What's Really In A Manhattan?

Sweet, spicy, and sturdy, the Manhattan is an iconic cocktail with a history that spans more than a century. The drink is praised for its intensity and excellent balance of contrasting flavors, and it's this level of complexity that has allowed the cocktail to stand the test of time. But have you ever wondered: What's really in a Manhattan?

Local lore suggests that the Manhattan was created at New York City's Manhattan Club in the 1880s, as noted by Spirit of York. This origin story has it that the drink was thought to be crafted specifically for a party held by Winston Churchill's mother, explains The Daily Beast, although this theory has since been disproved. Alternatively, the cocktail might have been the invention of a Broadway bartender named Black, reports SFGate. Regardless of how it came to be, two things are certain: The cocktail has roots in Manhattan, and it has maintained its popularity.

In a sampling of "100 best bars in the world," Drinks International finds that 36% say the Manhattan is one of their top 10 requested cocktails. However, there is still some debate over how to make the perfect version based on whether to use rye or bourbon, what type of bitters should be added, and if the cocktail should be garnished with a cherry or a citrus twist.

A great choice for an aperitif

Liquor.com explains that there is only one true way to make a Manhattan and that's by stirring together two parts whiskey, one part sweet vermouth, and a couple of dashes of bitters.
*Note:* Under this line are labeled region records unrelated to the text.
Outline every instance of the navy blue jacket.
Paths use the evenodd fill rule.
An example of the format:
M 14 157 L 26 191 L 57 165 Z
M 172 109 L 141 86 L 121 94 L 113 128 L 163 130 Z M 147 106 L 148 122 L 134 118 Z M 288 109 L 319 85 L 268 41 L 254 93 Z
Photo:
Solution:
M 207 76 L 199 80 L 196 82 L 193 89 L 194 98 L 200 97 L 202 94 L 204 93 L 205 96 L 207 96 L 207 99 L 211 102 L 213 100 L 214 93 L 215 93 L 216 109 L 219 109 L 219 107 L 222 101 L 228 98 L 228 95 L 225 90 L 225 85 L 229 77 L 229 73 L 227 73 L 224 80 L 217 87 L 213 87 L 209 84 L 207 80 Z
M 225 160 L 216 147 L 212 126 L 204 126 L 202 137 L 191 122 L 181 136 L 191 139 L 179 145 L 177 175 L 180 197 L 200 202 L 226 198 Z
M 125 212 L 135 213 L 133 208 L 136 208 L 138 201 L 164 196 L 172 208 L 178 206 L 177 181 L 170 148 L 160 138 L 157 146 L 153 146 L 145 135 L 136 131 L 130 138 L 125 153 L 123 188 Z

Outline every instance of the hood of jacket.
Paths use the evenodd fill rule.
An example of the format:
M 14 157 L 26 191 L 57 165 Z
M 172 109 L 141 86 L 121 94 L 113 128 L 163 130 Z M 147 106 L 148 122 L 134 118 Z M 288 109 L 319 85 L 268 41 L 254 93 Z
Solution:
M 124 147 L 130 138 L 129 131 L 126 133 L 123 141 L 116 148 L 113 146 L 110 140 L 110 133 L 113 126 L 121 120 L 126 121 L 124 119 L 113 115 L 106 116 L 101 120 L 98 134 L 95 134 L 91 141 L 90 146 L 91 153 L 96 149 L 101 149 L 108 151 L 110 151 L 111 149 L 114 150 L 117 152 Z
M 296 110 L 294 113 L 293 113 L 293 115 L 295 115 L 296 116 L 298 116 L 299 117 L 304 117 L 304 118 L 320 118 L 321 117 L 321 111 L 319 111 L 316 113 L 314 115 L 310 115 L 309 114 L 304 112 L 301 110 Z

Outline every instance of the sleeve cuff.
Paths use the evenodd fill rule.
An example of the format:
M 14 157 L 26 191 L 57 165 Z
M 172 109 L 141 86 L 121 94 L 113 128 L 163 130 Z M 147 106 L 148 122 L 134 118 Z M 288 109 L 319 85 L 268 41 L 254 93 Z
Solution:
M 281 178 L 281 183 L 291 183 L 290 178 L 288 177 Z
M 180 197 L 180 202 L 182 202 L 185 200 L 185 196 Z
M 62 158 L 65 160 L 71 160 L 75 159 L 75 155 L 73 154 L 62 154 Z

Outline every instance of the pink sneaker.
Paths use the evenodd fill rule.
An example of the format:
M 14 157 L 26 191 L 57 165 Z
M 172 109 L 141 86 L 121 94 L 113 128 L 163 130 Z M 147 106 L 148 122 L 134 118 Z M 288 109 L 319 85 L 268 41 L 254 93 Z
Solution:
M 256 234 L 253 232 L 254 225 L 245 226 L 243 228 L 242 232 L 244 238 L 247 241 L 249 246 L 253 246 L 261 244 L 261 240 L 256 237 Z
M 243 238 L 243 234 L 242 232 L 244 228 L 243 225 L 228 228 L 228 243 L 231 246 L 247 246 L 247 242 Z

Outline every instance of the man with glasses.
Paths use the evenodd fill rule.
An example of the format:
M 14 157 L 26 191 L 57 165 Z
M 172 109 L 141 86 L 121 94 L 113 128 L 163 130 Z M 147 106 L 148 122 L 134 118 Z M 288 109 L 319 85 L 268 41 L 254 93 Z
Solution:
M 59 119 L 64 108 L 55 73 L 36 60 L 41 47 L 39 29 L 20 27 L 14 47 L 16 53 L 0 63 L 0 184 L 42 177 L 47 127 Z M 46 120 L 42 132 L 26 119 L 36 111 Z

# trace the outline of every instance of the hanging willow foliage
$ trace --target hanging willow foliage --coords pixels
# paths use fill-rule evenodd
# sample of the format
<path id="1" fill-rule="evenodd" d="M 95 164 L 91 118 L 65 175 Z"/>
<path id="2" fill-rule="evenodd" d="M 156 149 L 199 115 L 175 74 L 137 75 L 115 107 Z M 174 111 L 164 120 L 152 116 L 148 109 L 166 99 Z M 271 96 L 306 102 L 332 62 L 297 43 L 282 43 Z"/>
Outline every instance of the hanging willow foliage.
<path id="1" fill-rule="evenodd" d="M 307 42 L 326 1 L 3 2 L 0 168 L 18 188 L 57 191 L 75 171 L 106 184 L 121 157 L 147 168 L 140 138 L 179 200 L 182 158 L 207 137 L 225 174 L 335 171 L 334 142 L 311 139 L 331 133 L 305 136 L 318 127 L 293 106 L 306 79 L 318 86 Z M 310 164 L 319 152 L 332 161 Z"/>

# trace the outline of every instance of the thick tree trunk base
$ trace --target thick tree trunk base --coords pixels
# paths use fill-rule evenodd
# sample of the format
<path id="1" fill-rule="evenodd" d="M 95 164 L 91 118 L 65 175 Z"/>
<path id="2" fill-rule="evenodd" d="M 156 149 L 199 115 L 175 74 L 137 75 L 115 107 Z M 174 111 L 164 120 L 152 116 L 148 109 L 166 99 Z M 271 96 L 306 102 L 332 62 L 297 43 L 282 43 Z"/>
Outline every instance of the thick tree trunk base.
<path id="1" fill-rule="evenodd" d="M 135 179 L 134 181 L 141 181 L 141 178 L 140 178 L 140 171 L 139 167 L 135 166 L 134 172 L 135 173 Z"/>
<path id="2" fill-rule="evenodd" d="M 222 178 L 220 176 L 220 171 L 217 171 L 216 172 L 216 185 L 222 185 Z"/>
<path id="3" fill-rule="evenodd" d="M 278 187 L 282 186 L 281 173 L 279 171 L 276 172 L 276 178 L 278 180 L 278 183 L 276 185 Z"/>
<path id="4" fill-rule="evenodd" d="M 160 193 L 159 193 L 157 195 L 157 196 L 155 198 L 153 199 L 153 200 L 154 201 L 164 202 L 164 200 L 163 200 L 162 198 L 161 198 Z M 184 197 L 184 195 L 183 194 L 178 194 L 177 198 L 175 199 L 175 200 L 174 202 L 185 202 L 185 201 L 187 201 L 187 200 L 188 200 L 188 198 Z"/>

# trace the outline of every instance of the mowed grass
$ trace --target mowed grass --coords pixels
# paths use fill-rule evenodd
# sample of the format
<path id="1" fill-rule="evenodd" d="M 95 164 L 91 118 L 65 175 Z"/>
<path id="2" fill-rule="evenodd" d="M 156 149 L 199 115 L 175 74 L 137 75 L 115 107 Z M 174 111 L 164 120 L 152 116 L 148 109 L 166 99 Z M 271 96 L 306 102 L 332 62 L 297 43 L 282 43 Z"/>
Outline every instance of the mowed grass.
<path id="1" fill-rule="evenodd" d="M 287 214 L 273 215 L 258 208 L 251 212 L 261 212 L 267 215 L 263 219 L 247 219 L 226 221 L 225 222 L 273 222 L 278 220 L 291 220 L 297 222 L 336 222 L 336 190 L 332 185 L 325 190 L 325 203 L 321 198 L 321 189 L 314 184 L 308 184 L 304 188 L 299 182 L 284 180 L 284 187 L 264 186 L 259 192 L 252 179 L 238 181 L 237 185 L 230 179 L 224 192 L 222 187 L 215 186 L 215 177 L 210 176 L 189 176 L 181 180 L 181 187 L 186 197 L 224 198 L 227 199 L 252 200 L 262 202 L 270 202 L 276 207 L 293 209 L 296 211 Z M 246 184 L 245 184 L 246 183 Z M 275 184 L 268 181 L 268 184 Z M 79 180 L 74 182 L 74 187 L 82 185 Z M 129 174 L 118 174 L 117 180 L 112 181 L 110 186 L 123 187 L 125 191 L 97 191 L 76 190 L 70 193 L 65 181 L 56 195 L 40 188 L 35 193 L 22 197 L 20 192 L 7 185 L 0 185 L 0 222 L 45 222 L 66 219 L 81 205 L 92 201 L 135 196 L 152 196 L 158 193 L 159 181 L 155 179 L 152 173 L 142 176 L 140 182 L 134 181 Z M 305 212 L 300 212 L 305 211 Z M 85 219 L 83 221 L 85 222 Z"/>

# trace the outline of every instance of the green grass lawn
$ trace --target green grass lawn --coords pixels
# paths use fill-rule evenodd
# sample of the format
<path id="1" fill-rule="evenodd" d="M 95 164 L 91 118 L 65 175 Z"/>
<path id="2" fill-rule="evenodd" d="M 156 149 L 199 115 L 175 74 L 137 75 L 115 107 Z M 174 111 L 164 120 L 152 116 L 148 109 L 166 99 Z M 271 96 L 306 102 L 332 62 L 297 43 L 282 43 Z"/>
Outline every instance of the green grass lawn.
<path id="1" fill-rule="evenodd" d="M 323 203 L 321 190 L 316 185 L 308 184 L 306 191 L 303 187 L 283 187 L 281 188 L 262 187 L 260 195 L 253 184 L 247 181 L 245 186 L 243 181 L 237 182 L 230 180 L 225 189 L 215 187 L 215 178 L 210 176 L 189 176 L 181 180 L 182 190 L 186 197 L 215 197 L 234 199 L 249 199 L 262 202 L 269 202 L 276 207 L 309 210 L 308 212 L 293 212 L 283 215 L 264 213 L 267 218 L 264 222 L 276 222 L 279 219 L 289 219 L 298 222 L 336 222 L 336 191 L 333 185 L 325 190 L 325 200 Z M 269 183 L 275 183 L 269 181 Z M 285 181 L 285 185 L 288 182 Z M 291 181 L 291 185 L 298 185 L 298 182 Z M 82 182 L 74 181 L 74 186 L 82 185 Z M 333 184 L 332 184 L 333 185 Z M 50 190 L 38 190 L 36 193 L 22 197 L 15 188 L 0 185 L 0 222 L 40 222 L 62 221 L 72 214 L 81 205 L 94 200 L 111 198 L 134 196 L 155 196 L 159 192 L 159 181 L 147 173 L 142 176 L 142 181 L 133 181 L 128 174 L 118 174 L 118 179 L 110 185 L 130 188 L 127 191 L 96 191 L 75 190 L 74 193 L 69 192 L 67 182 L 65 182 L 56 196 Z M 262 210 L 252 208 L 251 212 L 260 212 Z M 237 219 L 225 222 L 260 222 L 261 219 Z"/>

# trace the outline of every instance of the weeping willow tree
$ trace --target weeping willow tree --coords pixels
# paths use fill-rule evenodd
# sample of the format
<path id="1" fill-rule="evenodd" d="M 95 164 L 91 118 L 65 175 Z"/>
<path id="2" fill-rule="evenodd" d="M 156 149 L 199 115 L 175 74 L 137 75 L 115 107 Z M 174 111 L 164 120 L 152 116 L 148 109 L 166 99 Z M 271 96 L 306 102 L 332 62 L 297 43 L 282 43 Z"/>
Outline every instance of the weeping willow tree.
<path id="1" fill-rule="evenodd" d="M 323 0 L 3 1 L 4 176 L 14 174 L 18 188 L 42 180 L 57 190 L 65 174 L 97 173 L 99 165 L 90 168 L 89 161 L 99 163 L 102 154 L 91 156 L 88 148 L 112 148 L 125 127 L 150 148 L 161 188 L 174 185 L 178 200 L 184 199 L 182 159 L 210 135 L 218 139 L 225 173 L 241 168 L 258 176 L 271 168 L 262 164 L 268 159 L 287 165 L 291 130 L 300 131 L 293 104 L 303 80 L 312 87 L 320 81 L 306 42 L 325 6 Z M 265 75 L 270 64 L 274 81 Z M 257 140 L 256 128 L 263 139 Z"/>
Purists suggest serving the cocktail chilled (but without ice) in a coupe cocktail glass and decorating it with a cherry. The appeal of the drink can be credited to the harmonious blend of spicy rye that's balanced by herby bitters and the subtle sweetness of vermouth, which also makes it the ideal cocktail to serve as an aperitif.

While the classic recipe remains a favorite, many bartenders have taken to crafting unique renditions for a twist on a traditional ManhattanDifford's Guide details more than 30 variations, including the orange marmalade-infused Breakfast Manhattan, the dry vermouth-based Manhattan, the scotch-based Rob Roy, and the red wine-focused Red Manhattan.

Interestingly, while the younger generations are said to consume significantly less alcohol than their predecessors, The Takeout suggests that cocktail culture is starting to pique the interest of Gen Z thanks to online platforms like TikTok, where bartending tutorials are shared in three minutes or less. It seems that what's old is new again, and the nostalgic Manhattan is no exception.